22 de set. de 2005

Lições...

Mestre e aluno. Um em frente ao outro. O aluno solfejava todo atrapalhado a escala de dó no modo dórico (ele sempre teve dificuldades com solfejo).
Pausa para descanso, o aluno pergunta:
- Há toda uma técnica para cantar, não há?
- Claro que há! – responde o mestre.
- É claro que devemos estudá-la, não é?
- Se quiseres cantar bem, tens de aprendê-la.
- Tudo o que aprendemos, mesmo que a prática contínua nos permita executar à perfeição o que nos for solicitado, não pode simplesmente se esvaecer, diante de uma platéia, consumido pela comoção que os sentimento provocam.
- É claro que sim! Não aprendeste que, no canto, o instrumento é o teu corpo? Não sabes que, quando estás nervoso, inquieto, angustiado, a tua musculatura se enrijece, a tua postura se altera, a tua concentração se perde? Nenhuma técnica do mundo permite a um intérprete executar com perfeição qualquer peça se o seu instrumento não está em adequadas condições para produzir música. Imagine um violino quebrado ou desafinado. Imagine um piano sem cordas. De que adianta a técnica do violinista ou do pianista em situações assim?
- Então, o que fazer quando o que nos falta não é o conhecimento, mas o controle para utilizá-lo quando necessitamos?
- Cada qual escolhe a maneira que melhor lhe aprouver para superar este obstáculo.
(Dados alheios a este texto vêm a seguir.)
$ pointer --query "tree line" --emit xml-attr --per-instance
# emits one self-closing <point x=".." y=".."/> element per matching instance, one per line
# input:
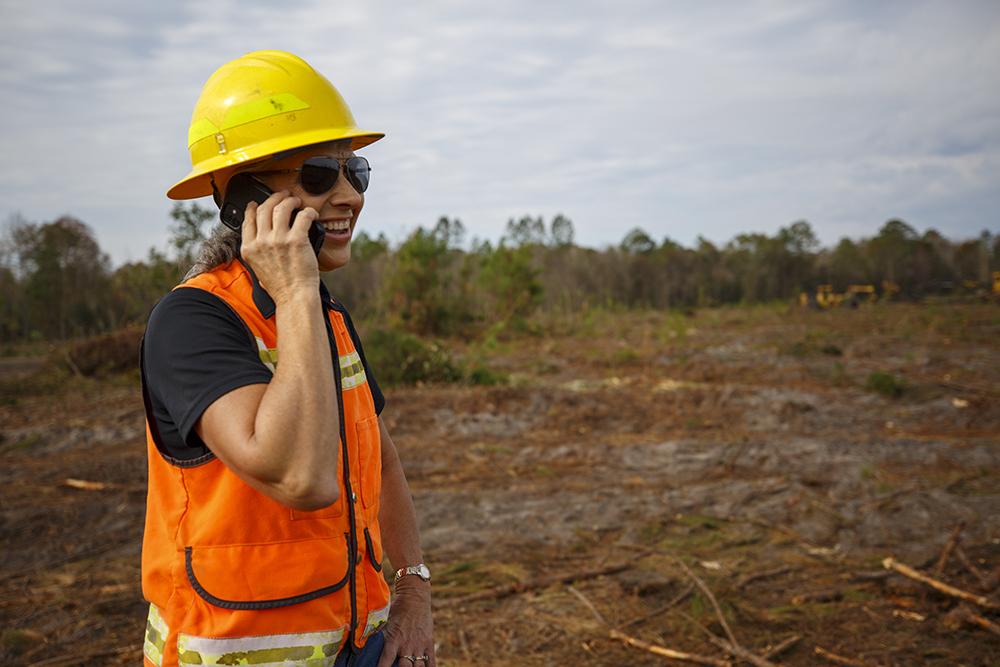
<point x="56" y="283"/>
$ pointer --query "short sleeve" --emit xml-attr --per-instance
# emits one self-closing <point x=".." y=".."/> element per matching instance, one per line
<point x="195" y="350"/>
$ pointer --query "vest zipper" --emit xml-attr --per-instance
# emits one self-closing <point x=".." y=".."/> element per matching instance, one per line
<point x="352" y="542"/>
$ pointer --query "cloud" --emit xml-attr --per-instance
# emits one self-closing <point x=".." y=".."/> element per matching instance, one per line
<point x="705" y="119"/>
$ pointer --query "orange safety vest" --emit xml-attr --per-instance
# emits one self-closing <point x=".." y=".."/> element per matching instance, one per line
<point x="235" y="577"/>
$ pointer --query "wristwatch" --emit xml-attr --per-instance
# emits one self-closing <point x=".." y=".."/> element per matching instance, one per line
<point x="419" y="569"/>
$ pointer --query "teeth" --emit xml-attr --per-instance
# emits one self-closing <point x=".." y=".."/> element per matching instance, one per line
<point x="337" y="225"/>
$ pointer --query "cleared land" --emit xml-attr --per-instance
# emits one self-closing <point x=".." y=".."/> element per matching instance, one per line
<point x="740" y="442"/>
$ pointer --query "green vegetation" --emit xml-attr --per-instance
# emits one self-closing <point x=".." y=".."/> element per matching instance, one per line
<point x="57" y="285"/>
<point x="885" y="384"/>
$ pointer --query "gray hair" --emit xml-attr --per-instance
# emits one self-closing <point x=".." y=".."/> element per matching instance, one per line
<point x="221" y="247"/>
<point x="223" y="244"/>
Posso lhe dizer, todavia, que, para mim, este é o momento da fantasia.
- Momento da fantasia?
- Sim. O momento da fantasia é aquele momento em que suplantas o comum, o natural e assumes definitivamente que ele te pertence. Não importa o teu tamanho, só conseguirás ser grande se te pensares como grande, só conseguirás ser sublime se te pensares como sublime. Ali construirás a fantasia daquilo que és e, se tiveres suficiente convicção e empenho, te tornarás ela.

Naquele dia, o aluno saiu da aula pensativo, pois entendeu que o sofrimento do corpo e do espírito não desafina somente o canto, desafina a vida.